El discurso de Sánchez no será muy distinto de lo que dijo ayer ante el Comité Federal del PSOE, donde insinuó su intención de atraer a Podemos – al menos hacia la abstención-, sin desvirtuar el pacto con Ciudadanos. Malogrado intento de vísperas cuya oferta por escrito se le cayó de las manos al caudillo chavista-leninista cuando creyó descubrir que era un “corta y pega” del pacto Sánchez-Rivera. En consecuencia, las posibilidades de un pacto Sánchez-Iglesias son prácticamente nulas.

Los números imponen su ley y las posiciones de las cuatro primeras fuerzas parlamentarias están muy encastilladas por los vetos cruzados

Por tanto, vamos hacia una investidura fallida. Los números imponen su ley y las posiciones de las cuatro primeras fuerzas parlamentarias están muy encastilladas por los vetos cruzados. No obstante, los cruces dialécticos de mañana entre Sánchez y los jefes de fila van a dinamizar la situación.Los partidos situados en los extremos del espectro, PP y Podemos, tendrán que retratarse frente a las propuestas concertadas por los dos partidos situados en el centro, PSOE y Ciudadanos. Veremos cómo Mariano Rajoy descalifica el pacto entre dos socios que reclama para sí y cómo Iglesias indulta a Rajoy para frenar al PSOE.
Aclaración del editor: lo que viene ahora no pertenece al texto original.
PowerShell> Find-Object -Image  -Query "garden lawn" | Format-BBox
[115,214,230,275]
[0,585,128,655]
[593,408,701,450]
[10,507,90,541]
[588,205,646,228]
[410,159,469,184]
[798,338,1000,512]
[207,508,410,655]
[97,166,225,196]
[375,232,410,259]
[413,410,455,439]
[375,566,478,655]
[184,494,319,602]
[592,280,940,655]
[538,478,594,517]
Cuando Pedro Sánchez se dispone a recabar la confianza de la Cámara por encargo del Rey, los vetos encadenados siguen vivos como el primer día. El PSOE veta al PP, el PP veta a Podemos y Podemos veta a Ciudadanos. Sobre esa España de cuatro esquinas planea el fantasma de la ingobernabilidad y la nueva llamada a las urnas.

Pero respetemos los tiempos y la escenificación. Hoy el foco político alumbra al líder del PSOE, cuya militancia respalda su pacto hacia la derecha, mientras que el PP lo califica de “pantomima” con la misma aversión mostrada hacia intentos socialistas de pacto hacia la izquierda. Lo cual recuerda la comedia de Lope sobre aquel perro del hortelano, que no comía ni dejaba comer.